Why I Am a Destiny: I know my fate. One day my name will be associated with the memory of something tremendous–a crisis without equal on earth, the most profound collision of conscience, a decision that was conjured up against everything that had been believed, demanded, hallowed so far. I am no man, I am dynamite.
– Friedrich Nietzsche, Ecce Homo
True, Nietzsche was no man, he was, as Heidegger would have had it, simply the “last of the metaphysicians,” his own “last man” in effect. Intellectuals have been making claims to such knowledge ever since men set up shop. However, Nietzsche’s all-out attack on the Tradition helps us to wake up from the nightmare of modernity, the culture that both of them thought would turn Europe into a wasteland. From a European perspective, and in particular from the universalizable perspective of our knowledge about Auschwitz and Kulaks, history is a single catastrophe.

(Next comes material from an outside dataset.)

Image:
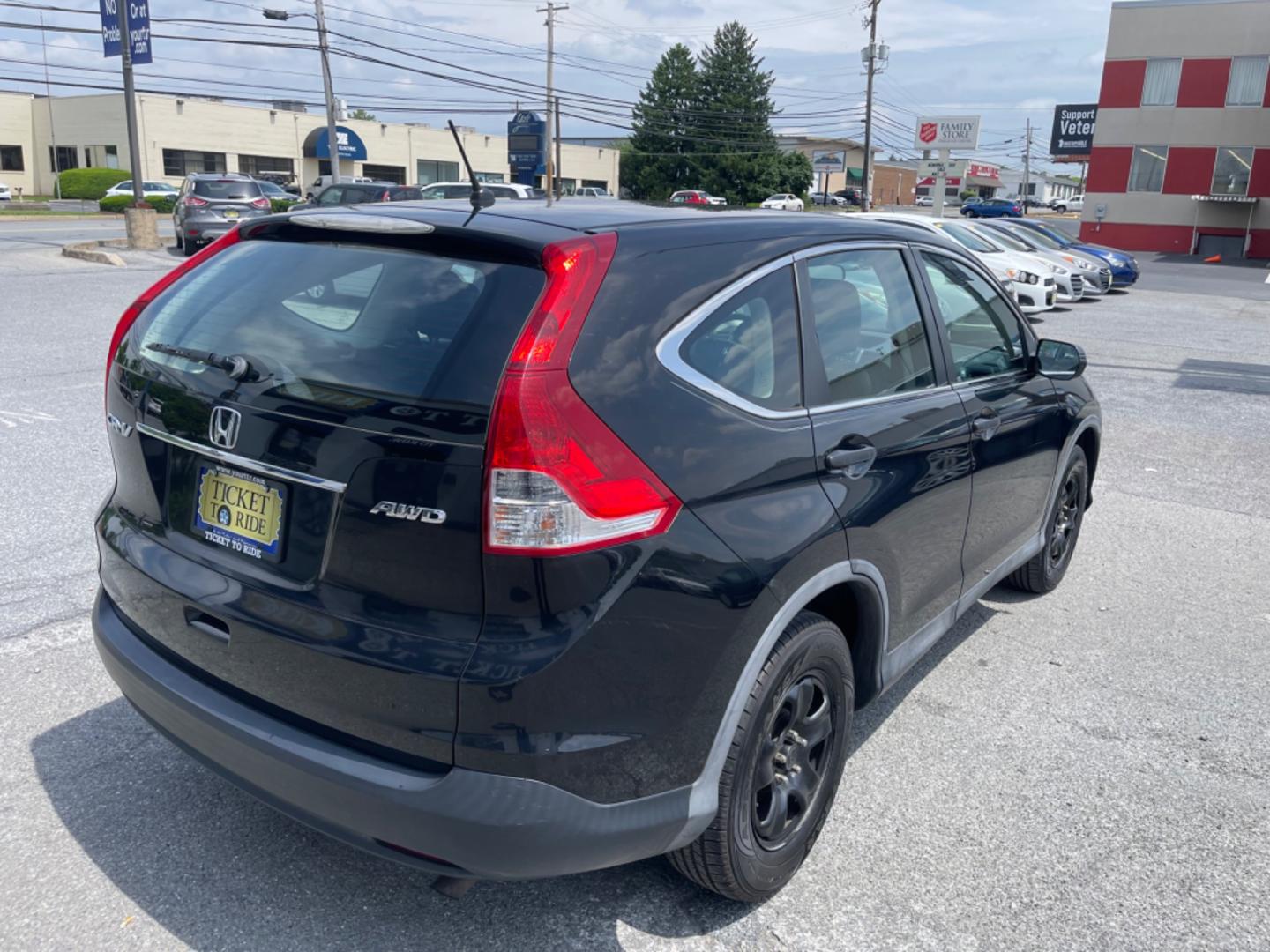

Today, things look very different. Now we know that there is not only the European perspective on the 20th Century, and that any language game that urges us to totalize and legitimate itself as a true belief which corresponds to the way things really are, is doomed to failure. For any argument to the effect that my sort of belief gets something right is bond to be inconclusive and question-begging. As Richard Rorty nicely puts, “since we have no test for how things really are apart from the test of whether we are justified (by our current lights, given our present circumstances, to certain audiences) in describing them in a certain way. The very absoluteness of truth makes it an indefinable and unanalyzable notion, wrote in Truth, Evil, and Redemption.”
This account of “truth” resembles Nietzsche’s definition of “truth” as “a mobile army of metaphors,” metamorphosing into the heterogeneous range of life-styles and language games or discourses–literary criticism, history, physics, plumbers’ talk–that today we regard them all on a par, as far as their relations to reality go. Further, the Nietzschean view helps us to resist the temptation to think that some discourses, some part of culture, are in closer contact with the world, or represent the world better, than other discourses. As the literary critic Terry Eagleton says, “Science and philosophy must jettison their grandiose metaphysical claims and view themselves more modestly as just another set of narratives.”
If we step back far enough to bring a social democratic American perspective on the 20th Century , then the futility of Nietzschean worries–the European wasteland, the end of the romance of history, the end of philosophy of history–will become obvious. For Americans the 20th Century was that of the greatest experiment in terms of social progress, democracy, human rights, global civil society, and global human rights culture, ever seen in history.
To take the American experience into account in this way would be to stop insisting there must be large theoretical/strategical ways of finding out how to get rid of bad guys, as opposed to small experimental ways–the ones we used to condemned as of petty bourgeois reformism.